Most observers say they believe the very visible nature of the Russian buildup means it’s intended to be seen, which suggests it is a message, not a prelude to an invasion.
“We were and are spectators of a show, which many have been taking -- and are still taking -- for reality,” Dmitry Trenin, the director of Carnegie Moscow Center, said in an interview with Russian website 47News.
Many observers believe that show is intended to send signals to both Ukraine and the Biden administration.
To Ukraine, Trenin said, it’s a warning against any attempt to use military force to retake its occupied territories and also to express dissatisfaction over a recent shift by Ukrainian President Volodymyr Zelensky toward a more assertive stance against pro-Russian groups in the country.

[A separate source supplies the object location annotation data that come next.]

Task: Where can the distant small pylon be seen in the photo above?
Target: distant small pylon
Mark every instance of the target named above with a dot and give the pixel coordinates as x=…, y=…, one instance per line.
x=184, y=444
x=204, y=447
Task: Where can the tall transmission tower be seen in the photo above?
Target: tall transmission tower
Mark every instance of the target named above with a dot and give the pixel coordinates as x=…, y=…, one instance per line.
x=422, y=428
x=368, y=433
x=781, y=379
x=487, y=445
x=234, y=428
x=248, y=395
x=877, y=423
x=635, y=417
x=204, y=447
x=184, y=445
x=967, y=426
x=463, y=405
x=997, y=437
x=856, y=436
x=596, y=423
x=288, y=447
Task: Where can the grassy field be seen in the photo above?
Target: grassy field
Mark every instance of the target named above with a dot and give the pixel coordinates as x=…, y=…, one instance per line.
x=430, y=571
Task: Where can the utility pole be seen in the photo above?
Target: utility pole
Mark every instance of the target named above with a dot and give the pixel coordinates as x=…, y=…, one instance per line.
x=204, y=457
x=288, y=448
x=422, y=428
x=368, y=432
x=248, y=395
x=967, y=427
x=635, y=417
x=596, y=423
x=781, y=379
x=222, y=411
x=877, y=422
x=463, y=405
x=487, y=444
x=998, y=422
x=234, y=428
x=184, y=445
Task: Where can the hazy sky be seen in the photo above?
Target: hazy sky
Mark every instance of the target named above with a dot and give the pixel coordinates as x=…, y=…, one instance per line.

To the U.S., Trenin said the message was likewise a warning to keep tight control over Kyiv, which the Kremlin sees as dominated by the U.S.
Other analysts say they believe it was meant as an early test for the Biden administration and as a message from the Kremlin that it can reignite the conflict at will if its interests are ignored.
The moves have succeeded in attracting the West’s attention. President Joe Biden called Russian President Vladimir Putin and offered him a summit meeting in the coming months, something analysts say Putin eagerly seeks.
Some analysts said they believed the Kremlin had seized on more assertive moves by Kyiv recently in order to make its points. The escalation began when Zelensky banned three pro-Russian media channels and sanctioned a powerful oligarch often described as Putin’s point man in Ukraine. Zelensky also conducted military exercises close to the front.
“Even though Kyiv’s moves at that time were not preparations for a military offensive,” Trenin wrote in a recent article, “The Kremlin decided to seize upon them to raise the stakes.”
Trenin and other analysts have suggested Russia is genuinely concerned that Kyiv’s leaders could mistake words of support from the U.S. as backing for an attempt to forcibly take back the occupied regions.
Such a view is unsettling, some observers said, suggesting a dangerous disconnect between the Kremlin’s perspective of the conflict and how it is seen by Ukraine and Western countries.
“There was no Ukrainian military effort underway that could have justified the operations Russia is now engaged in on Ukraine’s borders,” Gustav Gressel, a senior policy fellow at the European Council on Foreign Relations, wrote in a recent article.
“While the Kremlin’s fears are based on illusions, it believes that these illusions entitle it to real offensive actions.”